The Insitute of Energy Systems and Technology at TU Darmstadt performs chemical looping combustion tests in a 1 MWth CFB plant. Ilmenite will be used as bed material circulating between the two reactors. The fuel feed will start with 100 % lignite and the fraction of waste in the fuel will be increased stepwise, until 100 % waste-derived fuels (RDF) is reached. After each change in fuel composition, the plant is continuously operated for at least 8 hours until a steady-state condition is reached. After reaching steady-state condition, the operating conditions (temperature, pressure drop, fluidization velocity, etc.) of the two reactors are varied to optimize the plant performance with respect to CO2 capture efficiency and gas conversion.

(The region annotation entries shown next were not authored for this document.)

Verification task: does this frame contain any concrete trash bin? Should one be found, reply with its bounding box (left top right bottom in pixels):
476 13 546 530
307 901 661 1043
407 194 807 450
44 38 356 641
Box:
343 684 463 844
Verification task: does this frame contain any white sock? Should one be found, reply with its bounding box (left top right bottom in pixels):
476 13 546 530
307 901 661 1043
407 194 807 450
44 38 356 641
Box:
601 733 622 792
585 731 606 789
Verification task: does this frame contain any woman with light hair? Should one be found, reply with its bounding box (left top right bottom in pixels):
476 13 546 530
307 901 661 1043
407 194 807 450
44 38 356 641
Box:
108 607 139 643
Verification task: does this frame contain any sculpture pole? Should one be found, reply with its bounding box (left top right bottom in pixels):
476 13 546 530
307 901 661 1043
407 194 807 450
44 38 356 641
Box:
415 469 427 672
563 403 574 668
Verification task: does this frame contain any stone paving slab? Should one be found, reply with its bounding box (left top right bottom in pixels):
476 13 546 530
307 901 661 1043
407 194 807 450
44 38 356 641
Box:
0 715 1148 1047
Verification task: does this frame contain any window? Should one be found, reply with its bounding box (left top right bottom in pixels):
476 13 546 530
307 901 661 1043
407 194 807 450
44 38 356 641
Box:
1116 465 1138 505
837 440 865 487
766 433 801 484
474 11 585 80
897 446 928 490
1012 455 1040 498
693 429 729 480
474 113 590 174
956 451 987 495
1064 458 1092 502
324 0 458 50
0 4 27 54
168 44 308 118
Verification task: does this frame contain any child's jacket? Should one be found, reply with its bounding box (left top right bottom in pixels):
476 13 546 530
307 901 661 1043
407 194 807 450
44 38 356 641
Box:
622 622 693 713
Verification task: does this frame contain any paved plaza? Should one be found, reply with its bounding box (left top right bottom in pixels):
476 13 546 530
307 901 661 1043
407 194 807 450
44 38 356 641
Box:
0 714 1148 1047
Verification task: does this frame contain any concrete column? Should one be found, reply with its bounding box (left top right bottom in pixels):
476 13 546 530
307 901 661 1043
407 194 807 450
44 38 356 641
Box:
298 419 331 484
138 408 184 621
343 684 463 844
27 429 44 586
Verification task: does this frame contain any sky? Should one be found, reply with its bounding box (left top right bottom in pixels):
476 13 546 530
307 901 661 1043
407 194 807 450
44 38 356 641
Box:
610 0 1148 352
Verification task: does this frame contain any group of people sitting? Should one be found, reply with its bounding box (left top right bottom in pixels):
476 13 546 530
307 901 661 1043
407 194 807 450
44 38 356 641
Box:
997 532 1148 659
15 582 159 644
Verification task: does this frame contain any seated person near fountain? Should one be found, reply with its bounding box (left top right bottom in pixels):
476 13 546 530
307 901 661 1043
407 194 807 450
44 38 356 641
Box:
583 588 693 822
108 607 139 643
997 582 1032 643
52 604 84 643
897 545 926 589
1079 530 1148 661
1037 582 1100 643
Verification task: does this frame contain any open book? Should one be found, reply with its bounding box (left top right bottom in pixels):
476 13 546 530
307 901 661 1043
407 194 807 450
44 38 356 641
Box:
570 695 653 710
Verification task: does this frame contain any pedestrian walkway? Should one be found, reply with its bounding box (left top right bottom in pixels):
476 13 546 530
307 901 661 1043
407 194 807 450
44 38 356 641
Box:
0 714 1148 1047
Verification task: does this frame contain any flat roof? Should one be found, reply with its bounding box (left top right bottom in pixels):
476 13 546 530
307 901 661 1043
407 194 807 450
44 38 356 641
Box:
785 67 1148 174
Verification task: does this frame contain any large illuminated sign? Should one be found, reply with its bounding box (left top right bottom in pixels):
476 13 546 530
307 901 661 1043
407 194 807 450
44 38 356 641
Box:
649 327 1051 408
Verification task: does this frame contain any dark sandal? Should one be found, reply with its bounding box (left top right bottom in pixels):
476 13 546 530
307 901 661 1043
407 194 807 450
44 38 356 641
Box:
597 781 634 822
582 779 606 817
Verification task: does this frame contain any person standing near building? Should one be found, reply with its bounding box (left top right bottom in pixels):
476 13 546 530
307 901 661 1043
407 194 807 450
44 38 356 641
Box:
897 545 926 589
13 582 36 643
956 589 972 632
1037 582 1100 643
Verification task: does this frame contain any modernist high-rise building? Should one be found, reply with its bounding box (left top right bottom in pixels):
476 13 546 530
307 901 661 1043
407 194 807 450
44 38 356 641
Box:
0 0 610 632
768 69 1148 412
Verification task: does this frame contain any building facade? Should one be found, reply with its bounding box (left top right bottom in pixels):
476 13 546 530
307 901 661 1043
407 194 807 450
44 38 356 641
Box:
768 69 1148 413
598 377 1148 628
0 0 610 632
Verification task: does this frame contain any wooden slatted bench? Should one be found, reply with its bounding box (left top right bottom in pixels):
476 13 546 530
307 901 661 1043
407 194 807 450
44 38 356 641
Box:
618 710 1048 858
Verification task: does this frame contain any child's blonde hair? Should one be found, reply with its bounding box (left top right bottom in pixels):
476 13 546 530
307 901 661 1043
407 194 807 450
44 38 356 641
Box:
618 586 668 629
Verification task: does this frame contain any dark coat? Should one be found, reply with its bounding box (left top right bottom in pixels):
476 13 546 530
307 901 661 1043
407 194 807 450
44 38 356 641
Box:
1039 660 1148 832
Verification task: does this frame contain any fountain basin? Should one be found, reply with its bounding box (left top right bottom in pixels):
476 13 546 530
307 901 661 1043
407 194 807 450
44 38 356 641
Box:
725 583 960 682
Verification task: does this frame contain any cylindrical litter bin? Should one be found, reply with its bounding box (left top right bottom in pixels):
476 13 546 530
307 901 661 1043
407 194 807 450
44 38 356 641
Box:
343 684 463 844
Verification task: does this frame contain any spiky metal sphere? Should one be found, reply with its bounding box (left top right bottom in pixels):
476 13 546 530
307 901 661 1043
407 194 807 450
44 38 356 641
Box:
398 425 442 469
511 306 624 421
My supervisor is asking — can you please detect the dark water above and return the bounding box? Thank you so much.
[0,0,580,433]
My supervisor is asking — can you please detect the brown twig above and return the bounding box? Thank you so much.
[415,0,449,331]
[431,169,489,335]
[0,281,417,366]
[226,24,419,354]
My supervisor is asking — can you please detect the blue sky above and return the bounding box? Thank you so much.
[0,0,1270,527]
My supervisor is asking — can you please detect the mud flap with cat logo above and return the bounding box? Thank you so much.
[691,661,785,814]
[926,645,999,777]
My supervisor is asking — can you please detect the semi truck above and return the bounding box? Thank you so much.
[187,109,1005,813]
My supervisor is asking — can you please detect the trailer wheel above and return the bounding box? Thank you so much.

A simplified flow diagramm of the chemcial looping combustion process can be seen on the right handside. The system consists of two coupled reactors. In the air reactor, which is also called the oxidation reactor, reduced metal oxide (MexOy-1) is mixed with ambient air. The following exothermic reaction takes place:
MexOy-1 + 0.5*O2 → MexOy
The oxygen depleted air and the metal oxide (MexOy) are separated in a cyclone and the metal oxide is transported to the fuel reactor. In the second reactor, the metal oxide releases the oxygen, as can be seen in the following endothermic reaction:
MexOy → MexOy-1 + 0.5*O2
The released oxygen reacts with the added fuel and steam in exothermic reactions to carbon monoxide and water. The reduced metal oxide is transported back to the air reactor after being separated from the flue gas. The flue gas can be cooled down in a separate step where the water condenses and pure CO2 is left over, which can be used as input material further downstream.